Para eso hicieron muchos méritos:
escribieron libros, compusieron sinfonías,
fueron académicos, ministros, inventores.
O simplemente hombres populares o castizos.
Hicieron poner sus nombres y retratos en salones, calles y plazas,
incluso enciclopedias, y después en la Red, calculando que así
siempre habría algún curioso que los recordara.

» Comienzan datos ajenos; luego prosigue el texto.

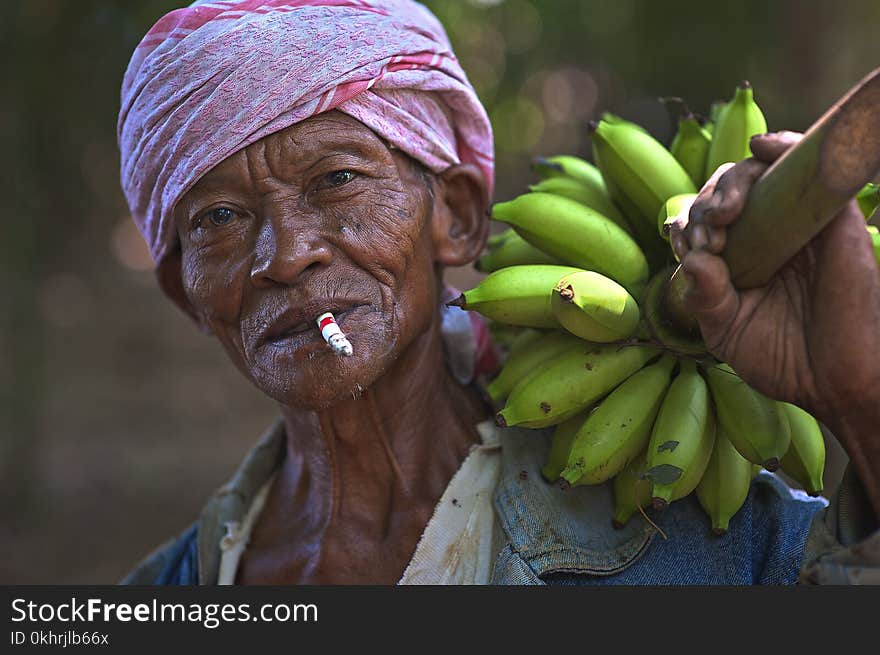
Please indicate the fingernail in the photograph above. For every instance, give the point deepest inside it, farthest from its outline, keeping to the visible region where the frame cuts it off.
(679, 245)
(699, 238)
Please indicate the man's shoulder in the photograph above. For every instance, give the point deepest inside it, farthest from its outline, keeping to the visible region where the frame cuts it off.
(568, 536)
(175, 562)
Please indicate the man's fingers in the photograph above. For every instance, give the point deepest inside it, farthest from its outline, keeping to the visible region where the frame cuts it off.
(711, 297)
(768, 147)
(729, 196)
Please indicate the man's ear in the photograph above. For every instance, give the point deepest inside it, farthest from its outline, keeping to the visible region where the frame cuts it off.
(168, 274)
(460, 219)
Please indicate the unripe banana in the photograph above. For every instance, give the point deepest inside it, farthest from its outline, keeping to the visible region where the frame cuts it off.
(594, 307)
(805, 459)
(620, 426)
(513, 250)
(868, 199)
(631, 491)
(498, 238)
(754, 423)
(690, 147)
(571, 381)
(672, 208)
(577, 235)
(681, 439)
(571, 167)
(523, 361)
(608, 117)
(738, 122)
(875, 241)
(640, 172)
(724, 486)
(517, 295)
(715, 110)
(560, 445)
(595, 196)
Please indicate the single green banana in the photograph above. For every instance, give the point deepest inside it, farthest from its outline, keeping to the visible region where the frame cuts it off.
(577, 235)
(753, 423)
(499, 237)
(594, 307)
(690, 147)
(569, 166)
(805, 459)
(681, 439)
(523, 361)
(620, 426)
(594, 197)
(632, 490)
(523, 337)
(574, 379)
(560, 445)
(724, 486)
(516, 295)
(739, 121)
(875, 241)
(504, 335)
(716, 109)
(640, 175)
(868, 199)
(608, 117)
(513, 251)
(670, 209)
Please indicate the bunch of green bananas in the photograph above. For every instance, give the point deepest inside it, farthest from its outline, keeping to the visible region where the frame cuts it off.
(584, 273)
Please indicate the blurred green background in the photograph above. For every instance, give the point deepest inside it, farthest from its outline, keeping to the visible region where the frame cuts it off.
(117, 419)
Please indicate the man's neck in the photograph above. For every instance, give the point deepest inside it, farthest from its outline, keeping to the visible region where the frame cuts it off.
(382, 460)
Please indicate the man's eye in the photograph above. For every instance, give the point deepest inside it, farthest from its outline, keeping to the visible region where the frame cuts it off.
(338, 178)
(221, 216)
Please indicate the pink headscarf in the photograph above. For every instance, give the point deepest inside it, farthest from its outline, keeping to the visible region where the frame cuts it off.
(213, 78)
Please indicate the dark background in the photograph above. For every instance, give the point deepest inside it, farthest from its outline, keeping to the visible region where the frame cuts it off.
(117, 419)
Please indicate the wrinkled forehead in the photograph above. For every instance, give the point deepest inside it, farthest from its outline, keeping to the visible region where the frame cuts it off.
(296, 147)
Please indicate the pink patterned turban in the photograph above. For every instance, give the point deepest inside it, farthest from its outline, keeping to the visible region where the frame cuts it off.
(213, 78)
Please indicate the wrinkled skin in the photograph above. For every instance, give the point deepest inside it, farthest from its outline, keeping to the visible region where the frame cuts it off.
(812, 334)
(323, 216)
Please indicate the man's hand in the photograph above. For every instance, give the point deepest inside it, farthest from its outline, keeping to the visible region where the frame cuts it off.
(812, 335)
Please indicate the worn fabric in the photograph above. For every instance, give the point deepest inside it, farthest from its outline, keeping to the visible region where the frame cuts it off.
(457, 545)
(212, 78)
(549, 536)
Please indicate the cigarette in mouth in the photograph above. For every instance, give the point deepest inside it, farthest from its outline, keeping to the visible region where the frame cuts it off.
(333, 334)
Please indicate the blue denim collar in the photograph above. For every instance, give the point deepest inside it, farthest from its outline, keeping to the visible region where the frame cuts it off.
(555, 530)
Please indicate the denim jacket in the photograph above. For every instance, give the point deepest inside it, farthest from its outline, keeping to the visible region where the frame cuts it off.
(551, 536)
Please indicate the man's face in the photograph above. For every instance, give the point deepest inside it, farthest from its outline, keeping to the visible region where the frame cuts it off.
(318, 217)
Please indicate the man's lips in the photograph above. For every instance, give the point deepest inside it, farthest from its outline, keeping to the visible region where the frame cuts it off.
(297, 324)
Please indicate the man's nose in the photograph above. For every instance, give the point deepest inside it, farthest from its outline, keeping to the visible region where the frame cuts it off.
(284, 253)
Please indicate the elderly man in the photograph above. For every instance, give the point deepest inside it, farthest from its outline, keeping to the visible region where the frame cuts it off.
(293, 157)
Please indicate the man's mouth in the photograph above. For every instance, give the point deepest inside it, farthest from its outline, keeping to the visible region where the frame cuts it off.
(292, 330)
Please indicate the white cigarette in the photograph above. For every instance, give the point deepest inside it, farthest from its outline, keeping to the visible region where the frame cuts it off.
(333, 334)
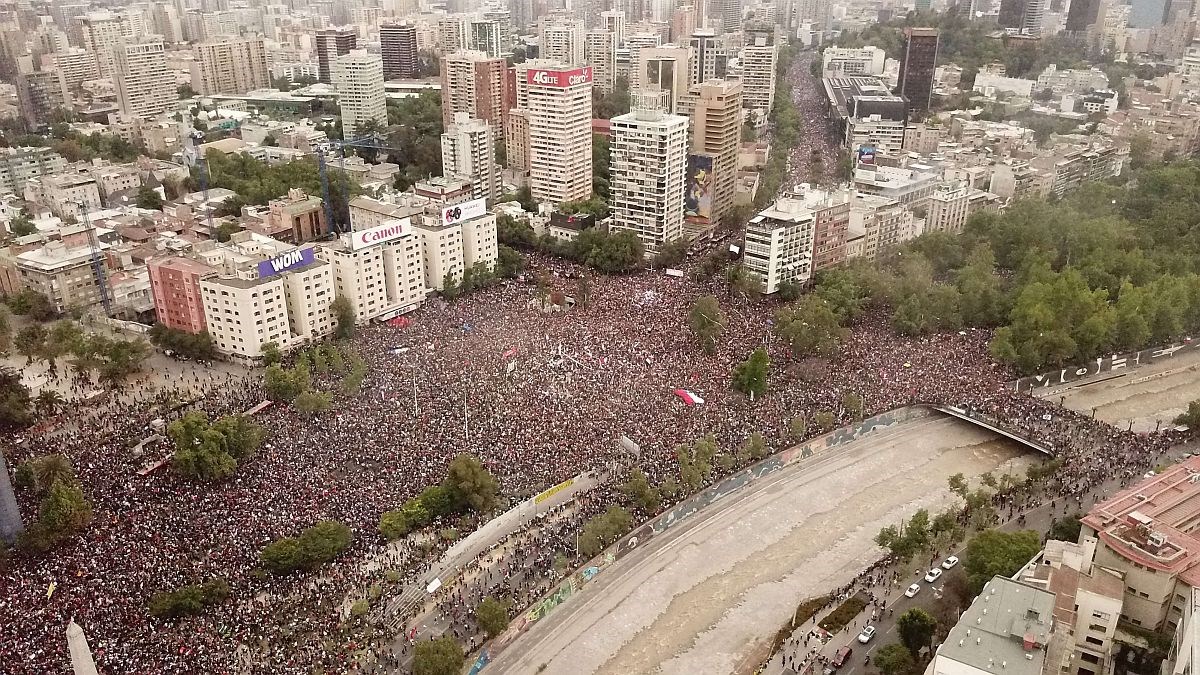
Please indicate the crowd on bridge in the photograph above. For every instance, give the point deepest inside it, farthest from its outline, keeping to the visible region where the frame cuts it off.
(538, 395)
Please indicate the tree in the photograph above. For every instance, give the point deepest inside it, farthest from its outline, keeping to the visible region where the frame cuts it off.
(810, 328)
(916, 628)
(492, 615)
(149, 198)
(471, 483)
(894, 659)
(750, 376)
(345, 316)
(707, 322)
(994, 553)
(312, 404)
(438, 657)
(1066, 530)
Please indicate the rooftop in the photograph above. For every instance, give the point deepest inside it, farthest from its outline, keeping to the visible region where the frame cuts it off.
(1156, 523)
(1006, 629)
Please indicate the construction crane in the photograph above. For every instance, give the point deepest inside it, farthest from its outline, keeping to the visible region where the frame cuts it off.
(192, 159)
(97, 261)
(323, 150)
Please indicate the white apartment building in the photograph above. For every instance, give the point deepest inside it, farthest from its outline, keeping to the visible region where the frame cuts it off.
(19, 165)
(145, 87)
(379, 270)
(600, 53)
(948, 208)
(231, 66)
(759, 77)
(99, 33)
(882, 221)
(562, 41)
(648, 168)
(779, 244)
(559, 103)
(468, 151)
(358, 78)
(845, 61)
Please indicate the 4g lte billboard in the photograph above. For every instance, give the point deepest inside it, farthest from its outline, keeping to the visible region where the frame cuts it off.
(559, 78)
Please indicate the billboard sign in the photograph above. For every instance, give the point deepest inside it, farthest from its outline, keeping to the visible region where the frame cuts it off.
(559, 78)
(285, 262)
(467, 210)
(381, 234)
(697, 199)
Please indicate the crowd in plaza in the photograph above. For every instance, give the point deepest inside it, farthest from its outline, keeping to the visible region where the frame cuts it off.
(538, 395)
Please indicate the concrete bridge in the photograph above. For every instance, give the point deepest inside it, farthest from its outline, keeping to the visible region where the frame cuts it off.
(999, 428)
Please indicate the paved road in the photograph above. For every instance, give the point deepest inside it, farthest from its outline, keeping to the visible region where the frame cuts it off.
(703, 597)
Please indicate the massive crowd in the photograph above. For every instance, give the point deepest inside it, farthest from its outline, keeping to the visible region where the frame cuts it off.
(537, 395)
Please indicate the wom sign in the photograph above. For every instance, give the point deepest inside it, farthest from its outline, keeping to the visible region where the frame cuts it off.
(285, 262)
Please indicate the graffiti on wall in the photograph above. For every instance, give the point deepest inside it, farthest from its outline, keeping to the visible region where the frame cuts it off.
(1103, 364)
(639, 537)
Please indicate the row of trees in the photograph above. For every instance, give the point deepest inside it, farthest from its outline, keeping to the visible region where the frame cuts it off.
(211, 451)
(191, 345)
(611, 254)
(63, 512)
(315, 547)
(467, 487)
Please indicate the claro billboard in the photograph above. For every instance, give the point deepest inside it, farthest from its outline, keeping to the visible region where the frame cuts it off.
(285, 262)
(559, 78)
(381, 234)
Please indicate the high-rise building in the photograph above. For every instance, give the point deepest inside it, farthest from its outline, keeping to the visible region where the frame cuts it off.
(600, 53)
(358, 79)
(665, 69)
(331, 43)
(715, 135)
(468, 151)
(709, 57)
(397, 46)
(562, 41)
(725, 15)
(477, 84)
(683, 23)
(485, 36)
(559, 133)
(453, 34)
(917, 64)
(759, 76)
(635, 43)
(40, 94)
(231, 66)
(100, 33)
(648, 167)
(145, 87)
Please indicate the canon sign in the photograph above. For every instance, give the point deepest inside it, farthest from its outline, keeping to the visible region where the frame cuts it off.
(559, 78)
(385, 232)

Otros buscaron el viejo camino
de la trasmigración de las almas
buscando el argumento científico
de los niños antes del uso de razón,
que recuerdan experiencias de otras vidas.
O se resignaron a trasmigrar a un cedro del Líbano,
a un saúco o a un lindo melocotonero,
a un tigre de Bengala, una rana verde o un breve colibrí,
el más pequeño de los pájaros.
Los más tradicionales seguimos creyendo en Dios nuestro Señor,
que es Dios de vivos y no de muertos,
poque creemos que es el Creador del universo,
el único capaz de hacer el segundo gran milagro:
de un cuerpo muerto un cuerpo vivo espiritual,
que los teólogos llaman resurrección de la carne.
No teman mis amigos ateos, agnósticos, escépticos, indiferentes,
encontrarse con el Dios temible de su infancia,
con el Dios de algunas tradiciones feroces,
o el Dios labrado con su vida descuidada y sus dioses adjuntos:
el Dios de Jesús de Nazaret es el justo Dios. Y por eso, clemente.
Y por eso infinitamente más que misericordioso.
Las últimas rabietas del Dios del Antiguo Testamento terminaron
cuando Jesús volvió al seno de su Padre
tras su atroz ejecución en el Calvario.